The APT28 campaign targeting Roundcube servers is estimated to have been operational since November 2021. Recorded Future identifies specific targets, including a regional Ukrainian prosecutor’s office, a central Ukrainian executive authority, Ukrainian government entities, and an organization involved in upgrading and refurbishing Ukrainian military aircraft infrastructure. The campaign leverages vulnerabilities in Roundcube (CVE-2020-35730, CVE-2020-12641, and CVE-2021-44026) to run reconnaissance and exfiltration scripts. This incident overlaps with previous APT28 attacks, including exploiting a critical Microsoft Outlook zero-day vulnerability to target European organizations. In that campaign, the GRU hackers breached the networks of government, military, energy, and transportation organizations.

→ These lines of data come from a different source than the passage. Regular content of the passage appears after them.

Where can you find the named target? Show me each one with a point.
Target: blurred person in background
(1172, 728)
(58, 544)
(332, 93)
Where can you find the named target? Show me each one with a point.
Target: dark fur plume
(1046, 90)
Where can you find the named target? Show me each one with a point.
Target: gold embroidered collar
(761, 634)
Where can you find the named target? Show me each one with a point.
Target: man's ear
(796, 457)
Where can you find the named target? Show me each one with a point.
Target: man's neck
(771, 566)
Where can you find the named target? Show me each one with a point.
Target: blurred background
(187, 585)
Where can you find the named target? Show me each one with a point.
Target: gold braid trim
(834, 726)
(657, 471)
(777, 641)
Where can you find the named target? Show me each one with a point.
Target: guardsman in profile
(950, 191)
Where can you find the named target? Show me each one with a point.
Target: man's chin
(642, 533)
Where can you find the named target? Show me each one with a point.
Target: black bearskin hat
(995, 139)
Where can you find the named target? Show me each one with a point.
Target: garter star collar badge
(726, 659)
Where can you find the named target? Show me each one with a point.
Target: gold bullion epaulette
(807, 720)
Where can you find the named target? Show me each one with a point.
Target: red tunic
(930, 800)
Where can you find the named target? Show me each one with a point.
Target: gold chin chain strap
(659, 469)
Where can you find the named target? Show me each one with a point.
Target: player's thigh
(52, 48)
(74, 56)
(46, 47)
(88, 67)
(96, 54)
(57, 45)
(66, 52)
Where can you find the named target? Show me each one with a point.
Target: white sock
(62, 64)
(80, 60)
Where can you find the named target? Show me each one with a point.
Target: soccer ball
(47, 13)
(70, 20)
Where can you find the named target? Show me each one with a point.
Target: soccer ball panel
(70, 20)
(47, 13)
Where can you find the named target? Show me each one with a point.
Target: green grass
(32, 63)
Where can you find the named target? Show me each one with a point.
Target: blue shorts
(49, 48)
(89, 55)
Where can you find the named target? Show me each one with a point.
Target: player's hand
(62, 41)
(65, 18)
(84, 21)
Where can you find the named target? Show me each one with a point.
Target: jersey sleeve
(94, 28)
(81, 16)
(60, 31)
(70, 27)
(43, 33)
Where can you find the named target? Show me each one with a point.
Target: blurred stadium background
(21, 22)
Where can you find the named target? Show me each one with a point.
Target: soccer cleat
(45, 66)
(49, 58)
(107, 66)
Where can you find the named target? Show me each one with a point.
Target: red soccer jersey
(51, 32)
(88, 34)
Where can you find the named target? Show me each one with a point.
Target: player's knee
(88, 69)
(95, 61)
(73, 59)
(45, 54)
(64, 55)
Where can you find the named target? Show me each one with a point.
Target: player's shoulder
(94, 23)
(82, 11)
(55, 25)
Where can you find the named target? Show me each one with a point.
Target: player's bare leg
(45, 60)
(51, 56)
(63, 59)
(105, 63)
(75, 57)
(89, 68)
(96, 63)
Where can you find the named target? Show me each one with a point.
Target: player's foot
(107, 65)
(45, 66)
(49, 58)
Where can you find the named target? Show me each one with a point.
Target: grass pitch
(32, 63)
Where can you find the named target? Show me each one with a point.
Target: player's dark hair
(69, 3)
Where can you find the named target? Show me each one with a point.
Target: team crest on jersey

Recent findings by Google’s Threat Analysis Group reveal that around 60% of phishing emails targeting Ukraine in Q1 2023 were sent by Russian attackers, with APT28 being a major contributor. In April 2023, U.S. and U.K. intelligence services warned of APT28 attacks exploiting a zero-day flaw in Cisco routers to deploy Jaguar Tooth malware. APT28 is notorious for its involvement in the 2015 hack of the German Federal Parliament, attacks on the Democratic Congressional Campaign Committee and Democratic National Committee in 2016, and faced sanctions by the Council of the European Union in October 2020 for the 2015 Bundestag hack.